Vatican City has its own military force and police, It has its own government and flag. It is a key-player in today's global affairs. The pope, aside from being the leader of the Roman Catholic Church, will also be the "absolute king" of the city-state of Vatican. Vatican is the smallest independent state in today's world when it comes to territory's size and population. The total population of the city is only more than 800 people.
There are certainly lobbyists among cardinal-electors themselves who would like to influence the voting of their fellow-electors. Why? It's because of the fact that such opportunity might lead them to gain some key positions in the Vatican once the person they favored to become the pope actually wins the papacy.

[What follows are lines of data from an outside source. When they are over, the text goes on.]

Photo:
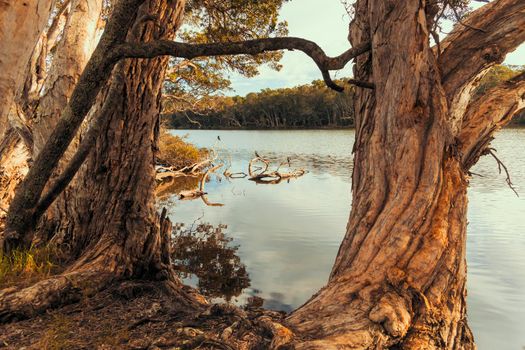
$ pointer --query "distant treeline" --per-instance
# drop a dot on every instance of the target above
(306, 106)
(302, 107)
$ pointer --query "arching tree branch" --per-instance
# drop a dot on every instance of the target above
(23, 213)
(467, 52)
(487, 114)
(249, 47)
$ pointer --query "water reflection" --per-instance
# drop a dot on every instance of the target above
(206, 252)
(288, 235)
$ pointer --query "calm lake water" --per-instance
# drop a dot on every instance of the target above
(288, 234)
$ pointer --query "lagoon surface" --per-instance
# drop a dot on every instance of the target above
(288, 233)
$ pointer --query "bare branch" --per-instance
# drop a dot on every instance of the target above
(487, 114)
(249, 47)
(501, 165)
(468, 53)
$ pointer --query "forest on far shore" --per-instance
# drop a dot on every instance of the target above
(307, 106)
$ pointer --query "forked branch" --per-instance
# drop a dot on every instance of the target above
(249, 47)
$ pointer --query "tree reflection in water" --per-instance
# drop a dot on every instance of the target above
(206, 252)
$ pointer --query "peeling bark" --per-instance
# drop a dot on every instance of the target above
(400, 274)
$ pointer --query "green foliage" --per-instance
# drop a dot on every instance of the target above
(306, 106)
(208, 21)
(28, 265)
(174, 151)
(495, 76)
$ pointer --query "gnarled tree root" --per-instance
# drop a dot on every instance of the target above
(50, 293)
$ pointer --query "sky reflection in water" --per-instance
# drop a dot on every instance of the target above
(288, 234)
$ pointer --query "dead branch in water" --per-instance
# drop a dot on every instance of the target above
(501, 165)
(200, 192)
(261, 174)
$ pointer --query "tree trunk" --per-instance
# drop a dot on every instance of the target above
(78, 42)
(400, 274)
(115, 229)
(21, 23)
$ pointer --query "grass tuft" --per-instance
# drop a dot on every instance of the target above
(28, 265)
(176, 152)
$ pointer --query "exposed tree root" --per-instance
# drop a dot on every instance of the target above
(145, 315)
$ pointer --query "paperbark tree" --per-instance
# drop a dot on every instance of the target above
(399, 277)
(21, 23)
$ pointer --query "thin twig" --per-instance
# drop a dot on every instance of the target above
(492, 151)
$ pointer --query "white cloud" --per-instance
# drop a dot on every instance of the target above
(326, 23)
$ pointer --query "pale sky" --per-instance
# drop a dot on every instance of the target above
(326, 23)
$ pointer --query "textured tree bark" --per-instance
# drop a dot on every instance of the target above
(72, 53)
(115, 230)
(118, 177)
(399, 277)
(21, 23)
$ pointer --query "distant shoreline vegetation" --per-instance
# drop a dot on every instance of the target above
(311, 106)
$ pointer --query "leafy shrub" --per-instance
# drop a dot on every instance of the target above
(176, 152)
(27, 266)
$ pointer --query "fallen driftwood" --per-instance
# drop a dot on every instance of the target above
(261, 174)
(196, 193)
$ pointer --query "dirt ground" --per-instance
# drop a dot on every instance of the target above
(143, 315)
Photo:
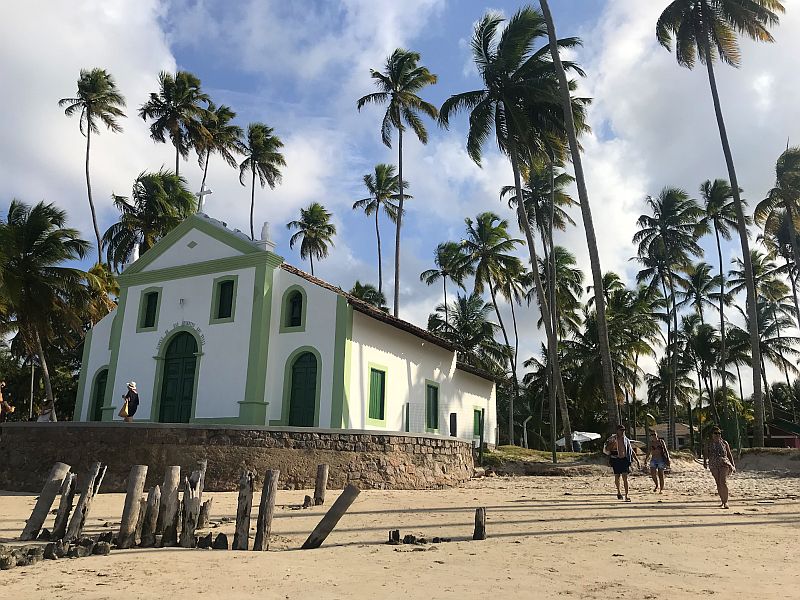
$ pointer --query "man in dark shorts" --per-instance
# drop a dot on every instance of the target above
(620, 449)
(132, 398)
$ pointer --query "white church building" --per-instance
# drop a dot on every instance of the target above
(216, 328)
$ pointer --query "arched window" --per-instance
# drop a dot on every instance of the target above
(293, 311)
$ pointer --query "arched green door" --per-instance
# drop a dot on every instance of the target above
(98, 395)
(302, 401)
(177, 388)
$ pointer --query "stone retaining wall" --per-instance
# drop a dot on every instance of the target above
(367, 459)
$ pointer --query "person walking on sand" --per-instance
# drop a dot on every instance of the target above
(622, 455)
(131, 398)
(718, 458)
(659, 460)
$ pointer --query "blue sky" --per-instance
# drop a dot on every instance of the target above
(300, 67)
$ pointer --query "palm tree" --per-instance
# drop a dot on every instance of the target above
(519, 99)
(158, 203)
(37, 289)
(450, 263)
(98, 99)
(469, 329)
(707, 29)
(665, 241)
(583, 197)
(400, 83)
(263, 158)
(177, 112)
(224, 138)
(384, 192)
(721, 217)
(369, 294)
(314, 232)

The conclave would elect a new pope who must solve such problems like sex-abuse scandals by clerics, financial difficulties within the Roman Catholic Church, bureaucratic infighting, charges of corruption on certain church leaders, shortage of priests and the decreasing number of church-goers in both Europe and North America.
Many Roman Catholic thinkers want to enlarge the electoral college that would elect a new pope. Such thinkers want to include bishops as electors for the would-be pope. Personally, I believe that all sectors of the Roman Catholic Church should be represented in the conclave. I think priests, nuns, church workers, active church-goers and lay-preachers should also be among those who would vote for a would-be pope. I hope that future conclaves can involve priests, nuns, church workers, active church-goers and lay-preachers as electors of a would-be pope to make the process of choosing a new pope a little bit democratic and truly-participatory. Since the Roman Catholic Church is a "universal church", future conclaves should involve all sectors of the church. All sectors of the Roman Catholic Church should have a voice in choosing a new pope since such would show the universality of Roman Catholicism.